No lease break clause? Your best bet is likely to be seeking some advice that is specific to your state. This is because the law varies depending on where you are.
In some states, landlords are legally bound to find a replacement tenant as soon as possible to limit their losses and the rent that you pay in absentia.
In this case, the best you can hope for is that someone moves into your vacated rental property quickly so that you do not need to carry on paying for its rent.
But what if your landlord can’t find a new tenant quickly? Unfortunately, there is not a lot that you can do.
You may be responsible for paying for the lease for several months, possibly until the end of the lease that you signed.
Some people erroneously think that they do not need to pay rent if they are not living somewhere – this is untrue! Failure to pay rent that you are legally obligated to pay can result in the following scenarios:
- Legal action: your landlord may take you to court to be paid for outstanding rental payments. If your landlord is successful in their claim, you will have to pay all rent owed and possibly their legal costs. Failure to pay after this may result in a court order to take money out of your wage.
- Debt collection: your landlord is entitled to turn your outstanding retinal debt to a debt collection agency. This is a fairly common development. Failure to pay the debt collection agency may result in legal action.
- Future renting may be difficult: many landlords get a screening report or reference from your previous landlords in order to get a picture of your character. If you break a lease, you can expect a future landlord to find out, and they may be reluctant to lease you a property.
Breaking A Lease Will Hurt Your Credit
As well as the above issues, breaking a lease could hurt your credit score. Breaking a lease and not paying off owed debts will bring down your credit score.
To put it into context, breaking a six-month-long lease with no break clause in the third month means that you may be paying rent for the next three months, even though you are not living in the rental property.
If, however, your landlord can find a replacement tenant in time for the beginning of the fifth month, you will only need to pay rent for the fourth month.
Failure to pay, and you may find that your landlord takes you to a court or refers you to a debt collection agency to get back some or all of the owed rent.
It is quite rare for a landlord to report a recalcitrant tenant to a credit bureau. However, a debt collection agency most certainly will.

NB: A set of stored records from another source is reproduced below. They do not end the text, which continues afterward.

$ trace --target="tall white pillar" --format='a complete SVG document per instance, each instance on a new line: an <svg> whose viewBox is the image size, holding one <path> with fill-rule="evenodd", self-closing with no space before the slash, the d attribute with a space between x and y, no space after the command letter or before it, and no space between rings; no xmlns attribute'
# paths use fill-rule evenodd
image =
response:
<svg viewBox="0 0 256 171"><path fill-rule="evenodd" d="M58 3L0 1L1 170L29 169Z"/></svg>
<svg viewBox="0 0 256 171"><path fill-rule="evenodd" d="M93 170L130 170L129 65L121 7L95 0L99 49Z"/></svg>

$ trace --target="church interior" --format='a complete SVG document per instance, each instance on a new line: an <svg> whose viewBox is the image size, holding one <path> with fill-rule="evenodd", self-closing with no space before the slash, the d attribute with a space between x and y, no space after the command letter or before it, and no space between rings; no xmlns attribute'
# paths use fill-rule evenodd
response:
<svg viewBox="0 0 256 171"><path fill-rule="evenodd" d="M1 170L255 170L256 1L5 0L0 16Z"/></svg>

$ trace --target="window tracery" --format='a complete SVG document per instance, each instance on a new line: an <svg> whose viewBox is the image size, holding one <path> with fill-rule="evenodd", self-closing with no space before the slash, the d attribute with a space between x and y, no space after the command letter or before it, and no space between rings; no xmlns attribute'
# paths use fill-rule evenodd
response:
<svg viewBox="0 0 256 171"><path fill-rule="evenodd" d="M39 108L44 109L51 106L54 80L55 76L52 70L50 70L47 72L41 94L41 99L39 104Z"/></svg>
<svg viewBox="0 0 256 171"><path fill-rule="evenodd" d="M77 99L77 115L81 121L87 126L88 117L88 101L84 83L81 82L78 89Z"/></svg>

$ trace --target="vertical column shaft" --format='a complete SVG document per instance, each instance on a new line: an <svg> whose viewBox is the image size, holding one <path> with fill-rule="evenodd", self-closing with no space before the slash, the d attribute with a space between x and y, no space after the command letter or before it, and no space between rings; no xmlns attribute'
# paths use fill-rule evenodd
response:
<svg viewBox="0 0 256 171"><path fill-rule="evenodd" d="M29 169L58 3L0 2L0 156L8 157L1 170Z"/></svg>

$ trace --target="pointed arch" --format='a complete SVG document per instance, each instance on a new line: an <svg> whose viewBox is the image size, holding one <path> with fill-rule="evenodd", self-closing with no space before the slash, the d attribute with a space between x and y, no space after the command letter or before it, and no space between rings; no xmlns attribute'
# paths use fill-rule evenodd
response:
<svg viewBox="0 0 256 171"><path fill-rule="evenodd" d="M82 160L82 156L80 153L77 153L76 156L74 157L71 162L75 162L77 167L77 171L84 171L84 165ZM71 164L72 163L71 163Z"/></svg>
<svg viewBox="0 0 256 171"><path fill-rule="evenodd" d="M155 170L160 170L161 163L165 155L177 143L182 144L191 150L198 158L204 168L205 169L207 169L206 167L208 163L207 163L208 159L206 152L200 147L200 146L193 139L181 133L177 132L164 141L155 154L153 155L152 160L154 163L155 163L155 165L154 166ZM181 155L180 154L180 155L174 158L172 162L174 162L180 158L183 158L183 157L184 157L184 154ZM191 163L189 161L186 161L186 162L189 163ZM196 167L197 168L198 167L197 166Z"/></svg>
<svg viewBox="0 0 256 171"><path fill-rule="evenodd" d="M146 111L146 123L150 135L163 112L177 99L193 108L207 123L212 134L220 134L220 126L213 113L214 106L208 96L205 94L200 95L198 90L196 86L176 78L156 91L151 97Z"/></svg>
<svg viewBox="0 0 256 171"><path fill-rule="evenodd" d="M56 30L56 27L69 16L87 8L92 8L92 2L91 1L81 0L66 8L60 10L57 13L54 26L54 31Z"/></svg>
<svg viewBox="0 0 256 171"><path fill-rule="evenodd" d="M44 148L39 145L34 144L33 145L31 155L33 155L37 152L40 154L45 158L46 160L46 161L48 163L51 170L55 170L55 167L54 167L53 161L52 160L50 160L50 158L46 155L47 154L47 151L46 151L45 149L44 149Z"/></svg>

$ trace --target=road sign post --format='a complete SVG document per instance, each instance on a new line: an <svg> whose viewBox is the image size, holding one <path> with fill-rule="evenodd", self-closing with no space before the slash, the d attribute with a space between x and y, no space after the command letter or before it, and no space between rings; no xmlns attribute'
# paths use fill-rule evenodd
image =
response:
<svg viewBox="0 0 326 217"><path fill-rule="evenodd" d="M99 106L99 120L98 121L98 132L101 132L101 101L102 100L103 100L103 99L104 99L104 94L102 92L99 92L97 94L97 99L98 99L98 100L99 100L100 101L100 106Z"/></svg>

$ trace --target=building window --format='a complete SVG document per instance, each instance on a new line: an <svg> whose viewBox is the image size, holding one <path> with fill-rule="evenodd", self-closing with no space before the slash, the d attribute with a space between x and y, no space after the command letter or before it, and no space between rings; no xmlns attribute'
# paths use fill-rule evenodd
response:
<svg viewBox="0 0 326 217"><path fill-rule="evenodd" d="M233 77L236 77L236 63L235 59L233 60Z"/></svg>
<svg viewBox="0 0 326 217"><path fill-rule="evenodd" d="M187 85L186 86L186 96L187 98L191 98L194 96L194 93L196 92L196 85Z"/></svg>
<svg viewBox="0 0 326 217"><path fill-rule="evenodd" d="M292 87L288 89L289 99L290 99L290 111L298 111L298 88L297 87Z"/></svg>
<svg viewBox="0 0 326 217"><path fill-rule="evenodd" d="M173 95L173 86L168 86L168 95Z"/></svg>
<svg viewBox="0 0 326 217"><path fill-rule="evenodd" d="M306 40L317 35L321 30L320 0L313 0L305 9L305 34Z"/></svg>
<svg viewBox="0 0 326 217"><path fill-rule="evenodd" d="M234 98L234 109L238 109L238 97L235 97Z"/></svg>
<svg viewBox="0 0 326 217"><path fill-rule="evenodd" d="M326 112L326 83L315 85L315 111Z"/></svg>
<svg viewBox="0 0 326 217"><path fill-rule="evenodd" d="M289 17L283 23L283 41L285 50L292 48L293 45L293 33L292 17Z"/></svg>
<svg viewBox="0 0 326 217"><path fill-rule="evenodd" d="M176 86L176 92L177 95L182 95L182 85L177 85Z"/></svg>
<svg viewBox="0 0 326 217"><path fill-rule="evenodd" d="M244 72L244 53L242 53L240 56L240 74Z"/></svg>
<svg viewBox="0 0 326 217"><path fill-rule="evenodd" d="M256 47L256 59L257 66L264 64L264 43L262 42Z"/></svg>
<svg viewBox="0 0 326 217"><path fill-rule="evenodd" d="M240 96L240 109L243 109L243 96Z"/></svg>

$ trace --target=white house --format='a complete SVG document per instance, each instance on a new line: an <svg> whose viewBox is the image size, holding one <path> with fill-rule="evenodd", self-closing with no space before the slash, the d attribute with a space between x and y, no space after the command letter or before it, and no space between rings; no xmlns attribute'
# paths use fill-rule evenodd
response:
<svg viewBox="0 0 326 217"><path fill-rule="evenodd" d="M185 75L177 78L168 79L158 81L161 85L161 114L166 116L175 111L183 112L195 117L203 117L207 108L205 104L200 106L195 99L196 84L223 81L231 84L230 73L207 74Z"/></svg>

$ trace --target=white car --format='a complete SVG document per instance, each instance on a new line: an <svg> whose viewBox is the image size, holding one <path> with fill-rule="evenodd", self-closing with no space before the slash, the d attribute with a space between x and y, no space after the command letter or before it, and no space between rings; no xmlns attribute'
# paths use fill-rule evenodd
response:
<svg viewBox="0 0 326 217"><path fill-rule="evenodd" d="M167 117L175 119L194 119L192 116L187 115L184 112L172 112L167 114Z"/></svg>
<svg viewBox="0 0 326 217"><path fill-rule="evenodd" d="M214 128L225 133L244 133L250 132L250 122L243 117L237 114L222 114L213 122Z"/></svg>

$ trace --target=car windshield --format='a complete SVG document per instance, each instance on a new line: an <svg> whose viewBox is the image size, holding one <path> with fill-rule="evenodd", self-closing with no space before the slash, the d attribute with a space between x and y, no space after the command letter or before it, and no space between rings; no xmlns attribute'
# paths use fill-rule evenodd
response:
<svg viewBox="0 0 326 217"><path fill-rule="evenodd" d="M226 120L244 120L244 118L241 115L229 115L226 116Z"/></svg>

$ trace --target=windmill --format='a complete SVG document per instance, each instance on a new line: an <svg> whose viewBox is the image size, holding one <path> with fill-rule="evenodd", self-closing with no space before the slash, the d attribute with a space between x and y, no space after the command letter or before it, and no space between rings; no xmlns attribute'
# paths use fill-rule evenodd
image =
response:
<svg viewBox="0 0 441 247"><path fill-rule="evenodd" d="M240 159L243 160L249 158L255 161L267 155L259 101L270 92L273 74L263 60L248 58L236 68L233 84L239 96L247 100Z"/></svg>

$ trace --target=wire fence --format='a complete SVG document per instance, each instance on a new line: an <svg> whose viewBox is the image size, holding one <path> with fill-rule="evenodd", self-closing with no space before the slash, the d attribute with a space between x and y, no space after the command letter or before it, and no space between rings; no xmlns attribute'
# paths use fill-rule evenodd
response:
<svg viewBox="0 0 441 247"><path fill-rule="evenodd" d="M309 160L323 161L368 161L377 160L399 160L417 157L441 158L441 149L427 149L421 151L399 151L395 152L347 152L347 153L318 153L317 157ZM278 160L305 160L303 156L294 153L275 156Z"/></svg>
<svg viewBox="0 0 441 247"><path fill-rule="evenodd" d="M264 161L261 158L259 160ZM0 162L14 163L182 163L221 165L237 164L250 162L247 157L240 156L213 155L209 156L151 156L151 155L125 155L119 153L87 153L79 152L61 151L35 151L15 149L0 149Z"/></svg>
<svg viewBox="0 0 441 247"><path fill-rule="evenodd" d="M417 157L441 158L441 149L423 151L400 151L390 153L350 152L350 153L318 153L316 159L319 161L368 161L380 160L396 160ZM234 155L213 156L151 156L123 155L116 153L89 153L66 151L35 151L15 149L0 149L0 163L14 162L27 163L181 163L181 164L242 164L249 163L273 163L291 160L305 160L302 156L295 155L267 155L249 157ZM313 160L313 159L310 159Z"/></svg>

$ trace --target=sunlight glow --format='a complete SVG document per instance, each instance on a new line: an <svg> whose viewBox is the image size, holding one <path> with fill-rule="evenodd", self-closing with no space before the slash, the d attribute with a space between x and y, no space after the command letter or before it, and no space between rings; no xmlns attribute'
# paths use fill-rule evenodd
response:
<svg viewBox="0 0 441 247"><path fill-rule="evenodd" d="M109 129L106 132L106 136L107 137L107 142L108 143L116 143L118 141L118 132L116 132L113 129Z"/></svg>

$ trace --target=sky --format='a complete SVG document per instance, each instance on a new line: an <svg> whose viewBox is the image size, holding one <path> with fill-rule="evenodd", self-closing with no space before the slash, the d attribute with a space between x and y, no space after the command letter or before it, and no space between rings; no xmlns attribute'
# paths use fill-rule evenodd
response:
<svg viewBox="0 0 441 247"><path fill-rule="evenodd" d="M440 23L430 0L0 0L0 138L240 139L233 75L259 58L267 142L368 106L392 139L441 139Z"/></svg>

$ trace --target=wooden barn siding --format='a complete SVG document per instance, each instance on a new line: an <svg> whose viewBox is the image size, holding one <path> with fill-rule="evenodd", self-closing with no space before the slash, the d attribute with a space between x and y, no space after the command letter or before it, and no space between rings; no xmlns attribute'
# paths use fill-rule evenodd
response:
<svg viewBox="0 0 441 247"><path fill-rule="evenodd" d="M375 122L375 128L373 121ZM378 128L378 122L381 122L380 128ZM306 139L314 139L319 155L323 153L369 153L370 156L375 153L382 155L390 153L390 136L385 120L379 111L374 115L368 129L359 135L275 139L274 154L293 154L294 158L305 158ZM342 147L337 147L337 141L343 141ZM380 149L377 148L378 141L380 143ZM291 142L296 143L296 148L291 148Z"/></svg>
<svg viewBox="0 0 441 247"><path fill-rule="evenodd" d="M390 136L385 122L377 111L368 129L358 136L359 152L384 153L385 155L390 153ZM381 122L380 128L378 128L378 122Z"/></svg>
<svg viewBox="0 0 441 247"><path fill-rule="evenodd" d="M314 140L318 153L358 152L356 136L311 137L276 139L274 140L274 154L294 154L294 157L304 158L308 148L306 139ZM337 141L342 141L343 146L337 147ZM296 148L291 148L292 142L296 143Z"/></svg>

A debt collection notice will stay on your credit report for seven years and will dramatically hurt your credit.
That said, remember that abiding by the break terms on your lease will not result in any negative repercussions and will have no impact on your credit.

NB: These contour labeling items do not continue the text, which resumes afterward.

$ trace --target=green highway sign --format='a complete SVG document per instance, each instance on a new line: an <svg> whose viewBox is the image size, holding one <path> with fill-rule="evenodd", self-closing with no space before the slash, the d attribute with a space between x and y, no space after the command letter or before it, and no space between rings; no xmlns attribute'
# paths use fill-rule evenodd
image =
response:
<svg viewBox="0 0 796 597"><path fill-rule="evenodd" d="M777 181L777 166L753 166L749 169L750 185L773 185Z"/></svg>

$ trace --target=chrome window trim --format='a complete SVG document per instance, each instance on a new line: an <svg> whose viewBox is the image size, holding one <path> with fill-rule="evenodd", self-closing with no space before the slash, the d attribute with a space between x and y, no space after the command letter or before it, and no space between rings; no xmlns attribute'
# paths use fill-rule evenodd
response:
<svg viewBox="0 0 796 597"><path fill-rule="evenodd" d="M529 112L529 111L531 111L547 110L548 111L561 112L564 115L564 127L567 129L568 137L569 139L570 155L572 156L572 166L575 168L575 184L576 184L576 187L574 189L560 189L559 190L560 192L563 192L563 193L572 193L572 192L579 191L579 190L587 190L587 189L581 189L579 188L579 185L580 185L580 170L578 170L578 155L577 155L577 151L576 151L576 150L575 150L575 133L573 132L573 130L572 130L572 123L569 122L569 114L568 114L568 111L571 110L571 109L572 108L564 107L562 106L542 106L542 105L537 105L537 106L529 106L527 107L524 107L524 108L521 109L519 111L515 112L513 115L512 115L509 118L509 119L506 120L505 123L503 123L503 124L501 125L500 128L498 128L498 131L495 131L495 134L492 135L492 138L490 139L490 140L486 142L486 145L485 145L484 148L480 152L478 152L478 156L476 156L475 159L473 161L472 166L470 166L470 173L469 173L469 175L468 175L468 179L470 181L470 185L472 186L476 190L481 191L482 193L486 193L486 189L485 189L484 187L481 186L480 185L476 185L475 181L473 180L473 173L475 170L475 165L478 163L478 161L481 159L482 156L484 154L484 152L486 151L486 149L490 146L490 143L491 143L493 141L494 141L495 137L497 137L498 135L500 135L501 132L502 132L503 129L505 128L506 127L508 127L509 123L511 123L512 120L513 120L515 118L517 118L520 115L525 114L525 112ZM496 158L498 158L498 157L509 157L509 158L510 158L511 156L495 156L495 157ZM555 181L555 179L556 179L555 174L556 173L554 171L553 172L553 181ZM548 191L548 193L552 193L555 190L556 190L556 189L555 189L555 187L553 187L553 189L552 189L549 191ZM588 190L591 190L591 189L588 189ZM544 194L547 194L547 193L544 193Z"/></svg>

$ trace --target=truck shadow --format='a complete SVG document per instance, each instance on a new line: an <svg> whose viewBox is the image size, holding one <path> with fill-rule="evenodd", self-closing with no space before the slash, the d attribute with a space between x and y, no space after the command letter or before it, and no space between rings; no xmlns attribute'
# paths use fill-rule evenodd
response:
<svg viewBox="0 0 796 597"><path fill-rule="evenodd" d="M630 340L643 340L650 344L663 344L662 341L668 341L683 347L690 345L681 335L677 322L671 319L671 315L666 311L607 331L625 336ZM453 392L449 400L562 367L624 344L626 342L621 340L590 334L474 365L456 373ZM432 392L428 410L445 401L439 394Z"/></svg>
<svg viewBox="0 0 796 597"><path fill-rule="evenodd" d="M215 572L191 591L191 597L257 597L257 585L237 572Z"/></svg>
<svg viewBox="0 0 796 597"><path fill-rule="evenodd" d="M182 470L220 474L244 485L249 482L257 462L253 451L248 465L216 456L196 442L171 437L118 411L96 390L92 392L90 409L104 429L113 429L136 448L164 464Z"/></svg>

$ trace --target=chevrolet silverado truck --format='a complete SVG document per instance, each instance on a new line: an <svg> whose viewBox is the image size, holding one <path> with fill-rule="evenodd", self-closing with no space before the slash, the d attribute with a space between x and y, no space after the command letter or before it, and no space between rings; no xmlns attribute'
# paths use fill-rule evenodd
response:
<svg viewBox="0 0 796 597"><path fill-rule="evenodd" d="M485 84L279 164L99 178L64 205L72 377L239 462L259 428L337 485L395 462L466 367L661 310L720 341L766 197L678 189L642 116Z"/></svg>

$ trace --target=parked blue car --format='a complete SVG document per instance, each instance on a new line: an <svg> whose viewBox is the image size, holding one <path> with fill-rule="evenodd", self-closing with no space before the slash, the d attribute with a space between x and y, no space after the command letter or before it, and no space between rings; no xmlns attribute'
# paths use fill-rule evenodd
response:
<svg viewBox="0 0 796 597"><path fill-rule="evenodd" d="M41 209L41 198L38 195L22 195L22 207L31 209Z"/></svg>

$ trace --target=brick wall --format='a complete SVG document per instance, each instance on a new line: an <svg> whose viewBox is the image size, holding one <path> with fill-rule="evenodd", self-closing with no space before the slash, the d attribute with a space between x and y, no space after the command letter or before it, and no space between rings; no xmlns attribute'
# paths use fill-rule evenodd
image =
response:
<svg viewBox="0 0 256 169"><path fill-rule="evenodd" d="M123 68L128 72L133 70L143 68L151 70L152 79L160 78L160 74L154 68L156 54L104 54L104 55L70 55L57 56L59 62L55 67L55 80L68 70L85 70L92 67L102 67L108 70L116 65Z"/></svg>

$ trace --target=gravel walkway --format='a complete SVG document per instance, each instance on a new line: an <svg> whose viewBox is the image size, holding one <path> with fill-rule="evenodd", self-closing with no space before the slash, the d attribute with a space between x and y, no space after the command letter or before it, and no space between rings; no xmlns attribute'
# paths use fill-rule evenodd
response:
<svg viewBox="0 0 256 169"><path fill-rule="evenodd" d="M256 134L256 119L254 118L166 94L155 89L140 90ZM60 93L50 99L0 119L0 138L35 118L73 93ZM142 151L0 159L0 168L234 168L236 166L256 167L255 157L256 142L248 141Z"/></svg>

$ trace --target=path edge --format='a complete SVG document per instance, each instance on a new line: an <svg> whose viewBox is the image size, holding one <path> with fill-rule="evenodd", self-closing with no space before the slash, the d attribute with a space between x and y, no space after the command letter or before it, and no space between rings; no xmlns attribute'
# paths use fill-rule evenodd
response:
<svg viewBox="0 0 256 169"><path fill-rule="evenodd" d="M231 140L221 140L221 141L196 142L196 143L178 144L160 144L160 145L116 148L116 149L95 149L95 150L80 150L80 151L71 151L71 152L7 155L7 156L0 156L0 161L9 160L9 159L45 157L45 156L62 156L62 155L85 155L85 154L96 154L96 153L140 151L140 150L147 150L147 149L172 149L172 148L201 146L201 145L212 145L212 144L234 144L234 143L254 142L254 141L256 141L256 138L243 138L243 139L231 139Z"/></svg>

It is only when you do not meet your contractual obligations held in the lease that you run into hot water.
But it might not end there! If there is any ambiguity in your situation then you could still face legal difficulties.
Make sure that you are explicitly clear and that the terms of the break clause in your lease are as well.
Make sure that you owe no money before moving out and that you keep a thorough record of any monies paid so that you have evidence should there be a dispute.
Break A Lease Without Hurting Your Credit
Sometimes breaking a lease is unavoidable. Follow these tips so that you are less likely to lower your credit score.
- Talk to your landlord: most landlords are happy to accommodate a leaving tenant as long as you are open about your intentions and communicate effectively. It is best to notify them as soon as you are aware that you will have to leave early. Keeping your landlord informed will help encourage them to reach a solution that is better for you both in the long run.
- Don’t leave debts: leaving behind debts will make your situation worse and more complicated. Have a thorough read of your lease, so you fully understand what your obligations are.
- Know the law: do some research to find out what your rights are in law. Laws will vary depending on your state so make sure that you are well-informed. Keep in mind that you may fall under specified scenarios recognized in law that you need to break your lease.
- Find a new tenant: if you can find a replacement tenant you will be saving yourself some rental money and your landlord a headache – they will probably thank you!
While it is not ideal, sometimes life happens, and you need to break your lease early.
Failure to abide by your state laws and your lease agreement could result in your credit score going down, especially if you end up going to court with your landlord or a debt collection agency.